Manga Reader: Cookie Manga ist eine mobile Lese-App, mit der Nutzer Manga und ähnliche Comic-Inhalte direkt auf ihrem Smartphone oder Tablet entdecken können. Die Anwendung konzentriert sich auf eine übersichtliche Bibliothek, das Öffnen einzelner Kapitel und komfortables Lesen unterwegs. Vor dem Download sollte man jedoch prüfen, ob die gewünschten Serien verfügbar sind, in welcher Sprache sie angeboten werden und ob alle Inhalte offiziell lizenziert sind.


Ist Manga Reader: Cookie Manga kostenlos nutzbar?

Die App kann in der Regel kostenlos heruntergeladen werden, allerdings bedeutet das nicht automatisch, dass sämtliche Funktionen und Kapitel gratis verfügbar sind. Je nach Version können Werbung, optionale In-App-Käufe oder gesperrte Inhalte enthalten sein. Nutzer sollten vor dem Lesen die Angaben im jeweiligen App-Store sowie die Zahlungsbedingungen kontrollieren, damit keine unerwarteten Kosten durch Premium-Kapitel oder Abonnements entstehen.


Benötigt Manga Reader: Cookie Manga eine Internetverbindung?

Für das Durchsuchen des Katalogs, das Laden neuer Kapitel und möglicherweise auch für die Synchronisierung ist normalerweise eine Internetverbindung erforderlich. Ob Kapitel für das Offline-Lesen gespeichert werden können, hängt von der konkreten App-Version und den angebotenen Funktionen ab. Wer unterwegs lesen möchte, sollte deshalb testen, ob Downloads unterstützt werden und wie viel Speicherplatz die gespeicherten Manga beanspruchen.


Ist die App für Kinder und Jugendliche geeignet?

Die Eignung für Kinder hängt stark von den enthaltenen Manga, deren Altersfreigaben und der Darstellung von Gewalt, Romantik oder anderen sensiblen Themen ab.
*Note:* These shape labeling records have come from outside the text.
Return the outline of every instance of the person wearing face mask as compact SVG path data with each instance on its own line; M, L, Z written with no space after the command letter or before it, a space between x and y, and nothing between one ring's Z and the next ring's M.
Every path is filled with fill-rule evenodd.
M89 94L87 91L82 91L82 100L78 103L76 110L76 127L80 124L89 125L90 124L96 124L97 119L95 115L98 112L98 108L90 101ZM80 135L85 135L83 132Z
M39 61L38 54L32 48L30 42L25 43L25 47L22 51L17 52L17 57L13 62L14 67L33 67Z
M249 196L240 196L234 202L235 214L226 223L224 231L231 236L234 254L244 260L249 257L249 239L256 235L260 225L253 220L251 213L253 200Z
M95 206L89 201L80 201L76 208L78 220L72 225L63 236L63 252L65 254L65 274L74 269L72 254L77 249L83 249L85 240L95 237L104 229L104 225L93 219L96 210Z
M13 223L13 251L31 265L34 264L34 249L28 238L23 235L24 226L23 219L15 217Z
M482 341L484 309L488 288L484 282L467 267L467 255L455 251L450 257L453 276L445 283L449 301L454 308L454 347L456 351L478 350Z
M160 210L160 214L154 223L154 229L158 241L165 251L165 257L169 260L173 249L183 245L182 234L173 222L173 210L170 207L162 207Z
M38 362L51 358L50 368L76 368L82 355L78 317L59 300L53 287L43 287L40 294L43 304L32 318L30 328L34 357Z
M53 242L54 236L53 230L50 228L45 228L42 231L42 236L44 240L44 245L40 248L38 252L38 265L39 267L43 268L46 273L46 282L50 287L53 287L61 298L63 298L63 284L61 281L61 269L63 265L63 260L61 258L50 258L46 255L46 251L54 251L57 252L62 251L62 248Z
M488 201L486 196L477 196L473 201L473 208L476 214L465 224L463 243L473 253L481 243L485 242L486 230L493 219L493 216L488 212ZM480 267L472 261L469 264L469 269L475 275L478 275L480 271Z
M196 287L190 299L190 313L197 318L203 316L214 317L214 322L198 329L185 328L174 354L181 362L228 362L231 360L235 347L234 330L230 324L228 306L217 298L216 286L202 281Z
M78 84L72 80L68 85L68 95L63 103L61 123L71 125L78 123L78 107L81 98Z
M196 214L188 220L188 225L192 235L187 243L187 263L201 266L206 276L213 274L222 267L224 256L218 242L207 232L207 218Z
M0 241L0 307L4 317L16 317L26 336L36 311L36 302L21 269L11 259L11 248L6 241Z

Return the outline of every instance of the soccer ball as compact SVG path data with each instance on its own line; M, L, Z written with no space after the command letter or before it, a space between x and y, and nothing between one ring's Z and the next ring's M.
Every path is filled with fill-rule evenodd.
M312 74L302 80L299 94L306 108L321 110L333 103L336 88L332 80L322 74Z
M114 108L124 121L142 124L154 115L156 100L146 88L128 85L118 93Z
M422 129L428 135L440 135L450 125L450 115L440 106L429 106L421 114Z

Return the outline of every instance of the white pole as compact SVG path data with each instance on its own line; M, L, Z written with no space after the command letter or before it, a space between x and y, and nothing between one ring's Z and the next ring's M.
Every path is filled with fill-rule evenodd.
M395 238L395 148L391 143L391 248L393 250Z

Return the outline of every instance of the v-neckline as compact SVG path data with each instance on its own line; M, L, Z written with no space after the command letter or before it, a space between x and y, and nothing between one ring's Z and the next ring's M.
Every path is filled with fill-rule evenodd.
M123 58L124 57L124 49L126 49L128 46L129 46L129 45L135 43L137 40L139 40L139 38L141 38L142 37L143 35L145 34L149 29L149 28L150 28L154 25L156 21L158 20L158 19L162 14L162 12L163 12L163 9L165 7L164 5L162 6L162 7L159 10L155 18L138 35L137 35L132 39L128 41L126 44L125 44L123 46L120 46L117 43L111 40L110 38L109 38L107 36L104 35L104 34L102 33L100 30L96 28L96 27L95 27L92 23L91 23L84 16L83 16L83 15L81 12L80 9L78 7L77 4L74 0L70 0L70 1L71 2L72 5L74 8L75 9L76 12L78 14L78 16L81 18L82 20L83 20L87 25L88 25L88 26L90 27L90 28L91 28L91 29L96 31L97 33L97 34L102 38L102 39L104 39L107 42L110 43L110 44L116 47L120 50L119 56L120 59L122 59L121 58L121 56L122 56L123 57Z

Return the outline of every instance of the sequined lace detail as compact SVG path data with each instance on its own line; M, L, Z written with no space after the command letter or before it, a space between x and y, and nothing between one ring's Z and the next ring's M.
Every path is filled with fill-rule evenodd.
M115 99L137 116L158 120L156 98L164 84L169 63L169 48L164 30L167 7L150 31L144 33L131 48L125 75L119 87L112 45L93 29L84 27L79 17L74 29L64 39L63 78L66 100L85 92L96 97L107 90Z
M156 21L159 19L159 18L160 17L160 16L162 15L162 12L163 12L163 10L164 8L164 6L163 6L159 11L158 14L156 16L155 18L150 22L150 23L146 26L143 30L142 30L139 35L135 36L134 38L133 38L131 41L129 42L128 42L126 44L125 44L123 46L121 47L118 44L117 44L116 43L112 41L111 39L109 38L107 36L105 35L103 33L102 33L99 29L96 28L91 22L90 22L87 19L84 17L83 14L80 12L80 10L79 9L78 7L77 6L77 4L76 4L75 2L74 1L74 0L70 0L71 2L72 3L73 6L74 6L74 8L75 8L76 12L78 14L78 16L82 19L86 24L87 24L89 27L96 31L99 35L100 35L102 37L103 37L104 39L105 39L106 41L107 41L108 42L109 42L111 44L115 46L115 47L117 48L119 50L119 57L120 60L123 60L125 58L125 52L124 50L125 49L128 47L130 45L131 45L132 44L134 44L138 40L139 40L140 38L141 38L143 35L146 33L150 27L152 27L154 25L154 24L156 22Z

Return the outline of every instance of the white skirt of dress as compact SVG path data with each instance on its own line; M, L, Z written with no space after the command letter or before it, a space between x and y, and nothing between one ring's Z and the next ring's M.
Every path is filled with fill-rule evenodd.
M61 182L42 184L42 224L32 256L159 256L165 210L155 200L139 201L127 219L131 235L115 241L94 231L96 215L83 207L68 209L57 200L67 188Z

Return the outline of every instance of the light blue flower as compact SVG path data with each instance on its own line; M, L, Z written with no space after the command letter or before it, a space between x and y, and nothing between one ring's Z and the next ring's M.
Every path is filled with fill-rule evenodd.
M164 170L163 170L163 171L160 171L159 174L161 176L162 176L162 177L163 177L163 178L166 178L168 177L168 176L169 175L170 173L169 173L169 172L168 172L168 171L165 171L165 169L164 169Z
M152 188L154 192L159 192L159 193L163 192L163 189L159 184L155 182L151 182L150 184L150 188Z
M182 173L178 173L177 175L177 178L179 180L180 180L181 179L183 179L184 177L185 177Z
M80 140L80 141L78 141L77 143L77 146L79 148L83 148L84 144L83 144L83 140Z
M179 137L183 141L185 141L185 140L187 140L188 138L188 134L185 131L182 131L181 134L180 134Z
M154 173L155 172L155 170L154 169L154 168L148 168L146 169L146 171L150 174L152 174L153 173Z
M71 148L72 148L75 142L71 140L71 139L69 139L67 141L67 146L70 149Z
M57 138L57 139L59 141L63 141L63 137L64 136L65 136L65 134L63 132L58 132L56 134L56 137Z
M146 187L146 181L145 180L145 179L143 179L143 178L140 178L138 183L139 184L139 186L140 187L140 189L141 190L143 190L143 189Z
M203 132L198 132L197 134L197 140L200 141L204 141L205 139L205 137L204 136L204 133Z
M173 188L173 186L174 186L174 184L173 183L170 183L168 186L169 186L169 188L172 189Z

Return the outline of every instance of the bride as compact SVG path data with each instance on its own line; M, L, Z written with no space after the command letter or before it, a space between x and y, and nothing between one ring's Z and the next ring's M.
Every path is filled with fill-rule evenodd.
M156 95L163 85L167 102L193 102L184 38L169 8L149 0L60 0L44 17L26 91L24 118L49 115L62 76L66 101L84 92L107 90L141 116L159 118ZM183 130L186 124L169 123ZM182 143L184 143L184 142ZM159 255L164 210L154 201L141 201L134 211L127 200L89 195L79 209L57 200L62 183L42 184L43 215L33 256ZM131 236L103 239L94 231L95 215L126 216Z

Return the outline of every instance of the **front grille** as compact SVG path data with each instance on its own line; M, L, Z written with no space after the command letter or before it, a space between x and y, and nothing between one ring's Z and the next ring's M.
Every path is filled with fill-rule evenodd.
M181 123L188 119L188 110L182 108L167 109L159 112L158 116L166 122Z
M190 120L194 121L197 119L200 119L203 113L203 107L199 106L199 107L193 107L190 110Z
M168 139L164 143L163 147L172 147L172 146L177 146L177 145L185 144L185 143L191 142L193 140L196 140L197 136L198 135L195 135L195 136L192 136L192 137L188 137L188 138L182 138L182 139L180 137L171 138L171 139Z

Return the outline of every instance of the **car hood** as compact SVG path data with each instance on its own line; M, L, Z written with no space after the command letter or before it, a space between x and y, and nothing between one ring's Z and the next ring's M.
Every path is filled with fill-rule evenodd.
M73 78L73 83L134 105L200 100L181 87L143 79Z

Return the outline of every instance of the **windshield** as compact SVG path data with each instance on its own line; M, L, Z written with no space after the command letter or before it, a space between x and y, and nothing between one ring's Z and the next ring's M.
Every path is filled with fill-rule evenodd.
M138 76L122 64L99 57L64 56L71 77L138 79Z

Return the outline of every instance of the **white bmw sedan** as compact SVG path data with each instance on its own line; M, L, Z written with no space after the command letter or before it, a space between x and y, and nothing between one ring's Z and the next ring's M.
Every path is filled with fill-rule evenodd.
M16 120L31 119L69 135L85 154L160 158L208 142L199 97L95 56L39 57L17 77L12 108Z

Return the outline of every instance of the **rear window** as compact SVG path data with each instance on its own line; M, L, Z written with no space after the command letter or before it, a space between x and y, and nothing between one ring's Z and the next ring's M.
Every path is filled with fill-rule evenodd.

Eltern sollten die Store-Bewertung, die Datenschutzinformationen und die verfügbaren Inhalte gemeinsam prüfen. Falls die App Werbung, externe Links oder Käufe anbietet, empfiehlt es sich außerdem, Jugendschutzfunktionen und eine Kaufbestätigung auf dem Gerät zu aktivieren.


Welche Datenschutz- und Sicherheitsaspekte sollte man vor der Installation beachten?

Vor der Installation sollte man kontrollieren, welche Berechtigungen Manga Reader: Cookie Manga verlangt und welche Daten laut Datenschutzerklärung gesammelt werden. Für eine reine Lese-App sind weitreichende Zugriffe, etwa auf Kontakte oder Standort, besonders kritisch zu hinterfragen. Außerdem sollte der Download ausschließlich über den offiziellen Google-Play-Store oder Apple-App-Store erfolgen, um manipulierte Versionen und unnötige Sicherheitsrisiken zu vermeiden.